A mother who has struggled to multitask during the novel coronavirus pandemic is opening up about holding down a career while parenting amid these unprecedented times.
In a New York Times piece titled, "In the Covid-19 Economy, You Can Have a Kid or a Job. You Can’t Have Both," Deb Perelman writes how working parents are facing a new dilemma as the economy reopens.
"We can't keep up with this," Perelman, a New York writer and food blogger of smittenkitchen.com, told "Good Morning America." "Everybody is overwhelmed, and everybody has their hands tied."

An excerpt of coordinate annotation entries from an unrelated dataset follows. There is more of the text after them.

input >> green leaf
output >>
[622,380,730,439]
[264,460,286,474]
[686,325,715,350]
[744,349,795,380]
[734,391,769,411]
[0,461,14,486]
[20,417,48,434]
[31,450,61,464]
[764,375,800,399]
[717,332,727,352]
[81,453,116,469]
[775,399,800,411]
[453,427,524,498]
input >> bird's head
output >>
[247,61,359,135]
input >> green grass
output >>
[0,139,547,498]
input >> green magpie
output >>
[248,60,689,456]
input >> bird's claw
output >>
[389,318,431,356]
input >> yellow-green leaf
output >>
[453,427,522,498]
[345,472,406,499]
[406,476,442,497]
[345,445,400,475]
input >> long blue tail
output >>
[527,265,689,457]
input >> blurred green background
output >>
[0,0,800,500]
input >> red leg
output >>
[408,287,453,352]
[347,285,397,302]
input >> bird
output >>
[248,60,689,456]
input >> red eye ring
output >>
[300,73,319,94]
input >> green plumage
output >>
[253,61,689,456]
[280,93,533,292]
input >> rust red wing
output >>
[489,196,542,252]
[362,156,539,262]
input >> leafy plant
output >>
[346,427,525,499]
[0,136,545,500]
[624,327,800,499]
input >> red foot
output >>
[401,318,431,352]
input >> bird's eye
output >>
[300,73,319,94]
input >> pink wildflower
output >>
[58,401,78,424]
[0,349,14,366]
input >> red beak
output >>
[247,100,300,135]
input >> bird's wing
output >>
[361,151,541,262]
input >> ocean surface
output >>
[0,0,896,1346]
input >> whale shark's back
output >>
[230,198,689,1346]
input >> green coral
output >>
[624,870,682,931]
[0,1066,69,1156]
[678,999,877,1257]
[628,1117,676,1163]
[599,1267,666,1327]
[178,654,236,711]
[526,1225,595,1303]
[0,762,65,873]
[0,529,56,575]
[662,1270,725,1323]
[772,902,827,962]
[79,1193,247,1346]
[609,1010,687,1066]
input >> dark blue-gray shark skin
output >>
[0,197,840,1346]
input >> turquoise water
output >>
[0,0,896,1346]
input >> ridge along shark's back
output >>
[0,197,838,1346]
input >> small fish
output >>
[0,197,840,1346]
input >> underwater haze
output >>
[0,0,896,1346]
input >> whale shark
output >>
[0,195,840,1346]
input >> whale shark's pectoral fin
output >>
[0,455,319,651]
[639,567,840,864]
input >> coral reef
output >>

Because of COVID-19, schools across the U.S. are deciding on what classrooms will look like. Some are considering rotating schedules where students will learn part-time in class, and spend the other half of their time learning remotely from home.
In the op-ed, Perelman, a mother and author, writes how her school district is considering sending kids back only part time by physically attending one-out-of-three weeks.
She said this new schedule will not benefit parents who are looking for a normal routine.
What I am simmering with white hot rage over is the idea that both plans are moving ahead — an open economy but mostly closed schools, camps — as if it would be totally okay if a generation of parents lost their careers, insurance, and livelihoods in the process. It's outrageous.— deb perelman (@debperelman) June 24, 2020
"There are people who have be able to hit the pause button on a project under the idea that September would return some level of normalcy in child care and not having your kids there all day," Perelman told "GMA."
The American Academy of Pediatrics (AAP) recently released guidelines for reopening schools, saying they want kids physically in class for its social and educational benefits.
"We really need to be working hard as a country to really drive down the number of coronavirus infections and that's going to make the reopening of schools in the fall much, much easier," said Dr. Sean O'Leary, an AAP infectious disease specialist.
Dr. Gilboa Deborah, a family physician and resilience expert, said we cannot protect kids from all risk.
I released the primal scream that we -- and countless other parents for whom this situation isn't just untenable, it's impossible -- have been feeling since March. https://t.co/3MqKC5hSOe— deb perelman (@debperelman) July 2, 2020
"What we're going to have to decide, week by week or month by month, is it riskier to send kids to school and have everyone's health be in jeopardy? Or, is it riskier to keep kids home and have everyone's finances and ability to pay bills be in jeopardy?" Deborah told "GMA."
As for Perelman, she believes new school schedules has parents fearing they may have to leave the workforce.